BMW i3 range extender
Week ending April 28
Driven this week: 154 miles
Just when I thought winter had finally abated, I woke up the other day to the sound of the rain bouncing off the pavement. It was barely eight degrees outside - and probably felt like less, given the northerly breeze.
Luckily the i3 has heated front seats, though, and I wasted little time in flicking the driver's seat onto its minimum setting. I kept it there all the way into the office, too - and the i3 noticed it.
When I logged into the phone app shortly after getting to my desk, I noticed that the BMW's systems had awarded me precisely one star out of five for 'Auxiliary consumption' - the penalty, no doubt, for heating my bum while also having the air-con, the headlights and the stereo all on at the same time.
As a result, the overall efficiency of my journey was rated at just 60%; even though my commute includes a decent slug of motorway mileage, I've frequently been averaging around 20% above that figure.
Do I regret it, though? Not a bit of it. When it's pouring with rain and freezing cold, I'll gladly take a hit on the app's efficiency score in return for a couple of creature comforts. Life's too short, don't you think?
By John McIlroy
Week ending April 21
Driven this week: 159 miles
An impending house move has held me back from committing to a wall charger for the i3, but it hasn't stopped me from doing the research - and it's not good news for BMW.
You see, the i3 sales rep will undoubtedly point out the natty BMW wall charger box when you're ordering your car. As you can see from the PR image in the gallery above, it all looks very space-age - the sort of huge, grey box that you might have seen on a street corner in Total Recall or Robocop.
Thing is, though, it's enormous; a British semi-detached house simply hasn't got room for the thing.
So I've already decided that when we finally exchange and complete (fingers crossed), I'll be taking advantage of the government scheme to get a free 13A wallbox - and then paying the extra £90 that upgrades you to a 32A set-up. Ninety notes seems a small price to pay for a proper Mennekes charger on the wall, it'll add further usability to my i3 experience and (whisper it) I actually prefer the look of the small, oval Chargemaster wall box. It might not be quite as futuristic, but it's a lot more practical in the real world.
By John McIlroy
Week ending April 14
Driven this week 77 miles
It's been a quiet week for the i3, thanks to a family holiday that left the car sitting in our driveway for a few days. However, I used the break to get up to speed on the free smartphone app that comes with the car.
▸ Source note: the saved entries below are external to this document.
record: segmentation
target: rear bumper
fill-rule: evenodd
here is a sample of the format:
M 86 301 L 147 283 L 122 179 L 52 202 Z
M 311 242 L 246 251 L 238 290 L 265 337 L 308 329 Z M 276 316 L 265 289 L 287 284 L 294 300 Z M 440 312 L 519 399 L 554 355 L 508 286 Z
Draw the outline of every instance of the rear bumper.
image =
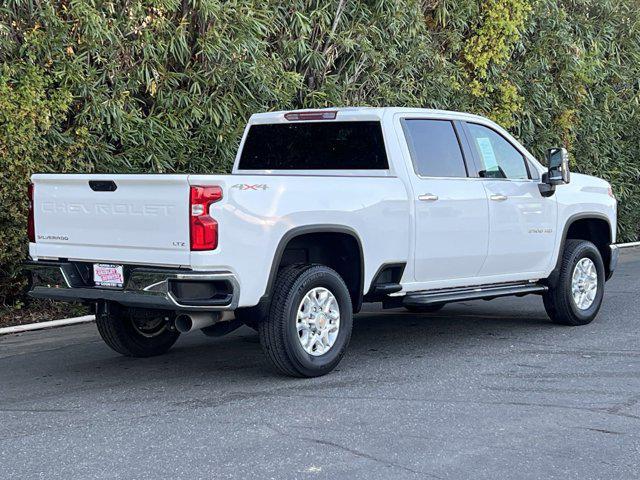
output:
M 174 311 L 224 311 L 238 306 L 240 287 L 226 271 L 126 266 L 124 288 L 93 285 L 91 264 L 27 262 L 29 296 L 66 302 L 107 300 L 129 307 Z

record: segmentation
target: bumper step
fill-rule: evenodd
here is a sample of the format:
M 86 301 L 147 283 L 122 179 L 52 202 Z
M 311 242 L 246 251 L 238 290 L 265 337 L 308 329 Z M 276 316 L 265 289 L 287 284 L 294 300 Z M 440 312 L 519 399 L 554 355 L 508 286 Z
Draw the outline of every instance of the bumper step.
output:
M 27 262 L 24 269 L 31 274 L 28 295 L 65 302 L 106 300 L 175 311 L 226 311 L 238 306 L 240 288 L 231 272 L 127 265 L 125 285 L 115 289 L 94 286 L 84 267 L 68 261 Z

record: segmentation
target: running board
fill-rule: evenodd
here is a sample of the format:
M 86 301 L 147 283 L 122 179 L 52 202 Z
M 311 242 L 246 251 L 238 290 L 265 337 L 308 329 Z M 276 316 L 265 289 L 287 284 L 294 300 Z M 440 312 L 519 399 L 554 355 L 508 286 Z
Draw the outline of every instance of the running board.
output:
M 402 304 L 410 307 L 432 305 L 434 303 L 460 302 L 464 300 L 491 300 L 497 297 L 511 295 L 529 295 L 530 293 L 543 293 L 547 291 L 545 285 L 538 284 L 510 284 L 491 285 L 485 287 L 452 288 L 446 290 L 433 290 L 431 292 L 407 293 Z

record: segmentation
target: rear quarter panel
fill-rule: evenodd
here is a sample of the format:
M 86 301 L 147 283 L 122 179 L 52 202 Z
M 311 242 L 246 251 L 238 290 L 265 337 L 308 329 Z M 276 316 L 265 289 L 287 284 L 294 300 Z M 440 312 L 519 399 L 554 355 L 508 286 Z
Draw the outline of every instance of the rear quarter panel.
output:
M 194 269 L 225 269 L 241 286 L 239 306 L 265 294 L 272 263 L 287 232 L 305 226 L 353 230 L 364 256 L 364 291 L 384 263 L 406 262 L 409 205 L 395 177 L 300 175 L 191 175 L 191 185 L 220 185 L 212 205 L 219 225 L 218 248 L 192 252 Z

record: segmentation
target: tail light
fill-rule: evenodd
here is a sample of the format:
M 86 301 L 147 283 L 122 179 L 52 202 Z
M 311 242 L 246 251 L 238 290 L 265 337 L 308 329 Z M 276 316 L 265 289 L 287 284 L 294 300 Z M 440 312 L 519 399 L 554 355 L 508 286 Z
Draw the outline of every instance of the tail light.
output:
M 191 250 L 215 250 L 218 247 L 218 222 L 209 215 L 209 207 L 221 199 L 220 187 L 191 187 L 189 195 Z
M 36 223 L 33 220 L 33 183 L 29 184 L 27 190 L 27 196 L 29 198 L 29 214 L 27 216 L 27 235 L 31 243 L 36 241 Z

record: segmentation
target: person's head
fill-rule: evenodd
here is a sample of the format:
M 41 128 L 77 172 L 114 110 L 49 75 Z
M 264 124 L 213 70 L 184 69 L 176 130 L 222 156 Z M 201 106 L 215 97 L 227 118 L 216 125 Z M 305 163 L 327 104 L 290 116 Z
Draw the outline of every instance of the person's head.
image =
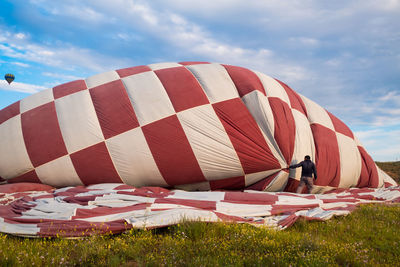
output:
M 309 155 L 307 155 L 307 156 L 304 157 L 304 160 L 311 160 L 311 158 L 310 158 Z

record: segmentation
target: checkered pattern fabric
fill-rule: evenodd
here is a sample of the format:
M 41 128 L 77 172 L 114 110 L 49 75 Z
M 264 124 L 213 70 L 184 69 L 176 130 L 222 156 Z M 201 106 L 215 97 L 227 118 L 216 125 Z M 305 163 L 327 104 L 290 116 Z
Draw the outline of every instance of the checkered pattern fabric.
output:
M 0 232 L 82 237 L 158 228 L 182 221 L 249 223 L 278 230 L 297 219 L 328 220 L 365 203 L 399 203 L 400 187 L 336 189 L 325 194 L 260 191 L 188 192 L 125 184 L 53 189 L 0 185 Z
M 293 191 L 310 155 L 316 190 L 396 183 L 338 118 L 245 68 L 159 63 L 41 91 L 0 111 L 0 179 Z

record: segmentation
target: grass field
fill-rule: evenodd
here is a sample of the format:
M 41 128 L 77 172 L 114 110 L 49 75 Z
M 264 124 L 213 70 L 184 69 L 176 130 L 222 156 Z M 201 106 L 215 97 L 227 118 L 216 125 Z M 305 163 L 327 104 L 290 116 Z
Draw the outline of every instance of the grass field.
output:
M 398 266 L 399 245 L 400 206 L 367 205 L 326 222 L 300 220 L 285 231 L 182 223 L 84 239 L 0 234 L 0 266 Z
M 400 183 L 400 161 L 376 162 L 376 164 L 389 174 L 397 183 Z

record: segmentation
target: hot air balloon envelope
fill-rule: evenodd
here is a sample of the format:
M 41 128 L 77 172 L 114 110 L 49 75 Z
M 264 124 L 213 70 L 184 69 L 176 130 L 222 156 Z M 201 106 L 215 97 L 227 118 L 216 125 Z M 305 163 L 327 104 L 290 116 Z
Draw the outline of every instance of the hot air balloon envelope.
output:
M 286 168 L 305 155 L 316 164 L 318 190 L 396 184 L 332 113 L 237 66 L 119 69 L 0 111 L 7 183 L 295 191 L 301 170 Z

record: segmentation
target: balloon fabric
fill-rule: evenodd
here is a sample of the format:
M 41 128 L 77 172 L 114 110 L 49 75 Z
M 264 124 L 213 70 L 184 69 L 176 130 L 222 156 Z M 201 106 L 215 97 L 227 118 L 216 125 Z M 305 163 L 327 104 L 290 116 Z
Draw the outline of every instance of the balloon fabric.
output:
M 284 82 L 243 67 L 157 63 L 30 95 L 0 111 L 0 181 L 314 193 L 396 185 L 353 132 Z

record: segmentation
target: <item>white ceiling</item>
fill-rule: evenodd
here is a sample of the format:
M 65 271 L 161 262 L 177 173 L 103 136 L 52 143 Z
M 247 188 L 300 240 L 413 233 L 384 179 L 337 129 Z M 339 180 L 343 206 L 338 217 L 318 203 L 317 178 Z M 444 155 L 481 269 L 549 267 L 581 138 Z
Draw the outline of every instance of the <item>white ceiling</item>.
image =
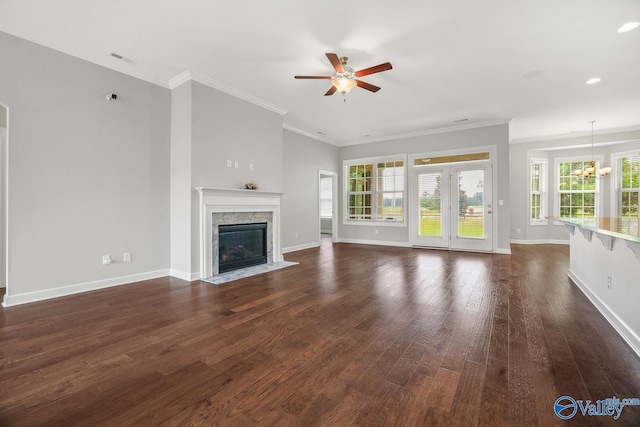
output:
M 640 129 L 629 21 L 638 0 L 0 0 L 0 31 L 165 87 L 189 70 L 336 145 L 509 120 L 512 142 Z M 393 70 L 343 102 L 293 78 L 331 74 L 326 52 Z

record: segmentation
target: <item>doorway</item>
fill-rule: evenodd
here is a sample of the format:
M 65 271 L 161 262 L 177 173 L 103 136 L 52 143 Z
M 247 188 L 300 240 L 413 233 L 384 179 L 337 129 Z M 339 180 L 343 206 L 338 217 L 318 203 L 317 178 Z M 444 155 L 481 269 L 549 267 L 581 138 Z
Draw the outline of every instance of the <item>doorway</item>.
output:
M 489 156 L 487 156 L 489 157 Z M 492 165 L 489 159 L 417 165 L 411 174 L 412 246 L 493 251 Z M 424 157 L 423 157 L 424 159 Z
M 319 235 L 323 237 L 331 236 L 333 243 L 338 240 L 338 174 L 336 172 L 318 171 L 318 206 Z

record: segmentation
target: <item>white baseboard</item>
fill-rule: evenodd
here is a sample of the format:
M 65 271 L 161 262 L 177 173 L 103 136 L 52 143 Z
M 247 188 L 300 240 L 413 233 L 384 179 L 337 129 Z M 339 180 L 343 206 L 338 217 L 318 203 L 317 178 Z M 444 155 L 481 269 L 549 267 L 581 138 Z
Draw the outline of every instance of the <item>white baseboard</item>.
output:
M 303 249 L 317 248 L 318 246 L 320 246 L 320 242 L 311 242 L 305 243 L 303 245 L 289 246 L 288 248 L 283 248 L 282 253 L 286 254 L 289 252 L 301 251 Z
M 27 304 L 30 302 L 43 301 L 51 298 L 59 298 L 81 292 L 95 291 L 98 289 L 110 288 L 112 286 L 127 285 L 141 280 L 157 279 L 169 275 L 169 270 L 149 271 L 146 273 L 131 274 L 129 276 L 114 277 L 111 279 L 96 280 L 93 282 L 77 283 L 74 285 L 60 286 L 58 288 L 43 289 L 41 291 L 24 292 L 17 295 L 5 295 L 2 302 L 3 307 Z
M 515 245 L 569 245 L 568 240 L 539 239 L 539 240 L 516 240 L 511 239 Z
M 361 239 L 339 239 L 340 243 L 355 243 L 357 245 L 378 245 L 378 246 L 396 246 L 400 248 L 410 248 L 408 242 L 389 242 L 385 240 L 361 240 Z
M 571 269 L 569 269 L 569 279 L 578 286 L 583 294 L 589 298 L 589 301 L 598 309 L 598 311 L 607 319 L 607 322 L 613 326 L 618 334 L 624 339 L 631 349 L 640 356 L 640 337 L 622 320 L 618 315 L 607 306 L 600 298 L 598 298 L 589 287 L 582 281 Z
M 494 254 L 511 255 L 511 248 L 496 248 Z
M 172 268 L 169 270 L 169 276 L 175 277 L 176 279 L 186 280 L 187 282 L 193 282 L 194 280 L 200 279 L 200 272 L 197 273 L 187 273 L 186 271 L 176 270 Z

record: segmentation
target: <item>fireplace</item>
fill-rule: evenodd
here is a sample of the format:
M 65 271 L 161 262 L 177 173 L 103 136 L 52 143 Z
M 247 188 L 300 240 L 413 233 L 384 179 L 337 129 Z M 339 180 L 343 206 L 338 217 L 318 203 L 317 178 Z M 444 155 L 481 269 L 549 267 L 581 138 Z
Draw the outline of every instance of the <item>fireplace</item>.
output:
M 200 274 L 220 274 L 220 229 L 266 223 L 266 263 L 284 261 L 280 244 L 280 196 L 263 190 L 196 187 L 200 195 Z M 195 279 L 191 279 L 195 280 Z
M 267 223 L 218 226 L 220 273 L 267 263 Z

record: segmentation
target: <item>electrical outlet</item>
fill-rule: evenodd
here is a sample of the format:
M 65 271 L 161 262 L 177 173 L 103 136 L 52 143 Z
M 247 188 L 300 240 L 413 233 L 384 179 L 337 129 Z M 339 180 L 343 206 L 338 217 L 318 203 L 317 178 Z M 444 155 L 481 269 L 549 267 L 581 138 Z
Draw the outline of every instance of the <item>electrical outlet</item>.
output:
M 237 160 L 235 160 L 235 161 L 233 162 L 233 167 L 235 167 L 236 169 L 238 169 L 238 168 L 240 167 L 240 162 L 239 162 L 239 161 L 237 161 Z
M 611 289 L 611 276 L 607 276 L 607 289 Z
M 373 234 L 378 234 L 378 229 L 373 230 Z
M 298 238 L 298 233 L 293 233 L 293 237 Z
M 131 262 L 131 252 L 125 252 L 122 259 L 124 262 Z
M 227 160 L 227 167 L 228 168 L 232 168 L 233 167 L 233 162 L 231 160 Z
M 102 265 L 111 264 L 111 255 L 102 255 Z
M 521 232 L 521 231 L 522 231 L 522 230 L 518 228 L 518 229 L 516 230 L 516 233 L 520 234 L 520 232 Z
M 253 163 L 249 163 L 249 170 L 252 171 L 253 170 Z

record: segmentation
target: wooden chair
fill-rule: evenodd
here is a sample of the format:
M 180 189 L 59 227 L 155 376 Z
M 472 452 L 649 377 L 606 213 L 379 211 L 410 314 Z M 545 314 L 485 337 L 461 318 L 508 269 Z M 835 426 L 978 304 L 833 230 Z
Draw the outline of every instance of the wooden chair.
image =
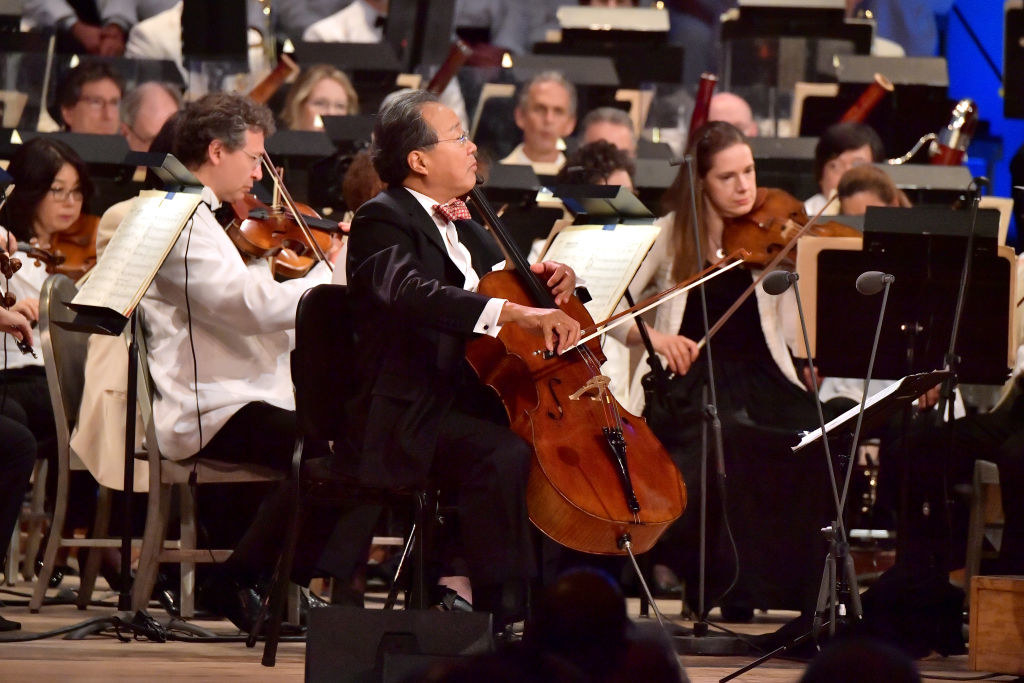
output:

Car connectivity is still bleeding-edge tech, but BMW's app (available for iOS and Android phones) seems to get round the problem of allowing an external controller 'direct' access to the car's systems. The software stays logged in to a central server, so any commands to the vehicle are relayed via a secure data hub; likewise any information coming from the car is beamed back via the mothership.
This sounds quite complicated but in practice it's pretty seamless. Type in the four-digit PIN and the app does an automatic update from the car to give you the latest information. It can tell you whether it's charging or not, the amount of electric range left and how many miles the two-cylinder range-extender engine can add to that figure. There are also screens showing the car's location and detailed analysis of its most recent journey, plus a remote control that allows you to turn on the heating systems while it's still plugged in, or schedule that to kick in at a time of your choosing.
It all looks slick and it's nice to see that BMW hasn't forgotten 'cosmetic' touches like having the right colour of i3 on the screen (the system uses the VIN number of the car to get the right shade of paint).
BMW is clearly still tinkering with the new tech, too; even in the space of a week, the app has been updated twice - first to allow it to work with the forthcoming i8 sports car, then to allow it to give you phone prompts (like a text message) with updates on the car's status.
It's all surprisingly easy to use, and a worthwhile element of i3 ownership - particularly since it allows me to check up on other What Car? staffers in the evenings and send them prodding text messages when I see they haven't bothered to plug the car in for an overnight charge.
By John McIlroy
Week ending April 4
Driven this week 104 miles
The BMW i3 could have been designed with me in mind. My daily commute is a round trip of six miles, although I regularly drive into central London and have one seven-year-old son who only comes with an iPad, rather than the type of clobber you need with younger ones.
So you guessed it: I’m really keen on the What Car? long-term test car. I’ve now ventured into the West End several times in it. Unlike the car's regular custodian John McIlroy, I haven’t fretted about looking for a charging point because there’s always been plenty of juice to get me there and back, so I’ve been free to enjoy the i3's agility, serene silence and a fabulous cabin and driving position (one of the best in the market, in my opinion).
Flaws? I must admit I find the ride a little too stiff, even with 19-inch wheels, and I still don’t quite understand why such a small, light, hi-tech car doesn’t have a better battery range than more conventional electric vehicles.
However, I’m prepared to forgive it because it’s a genuine joy to drive and own.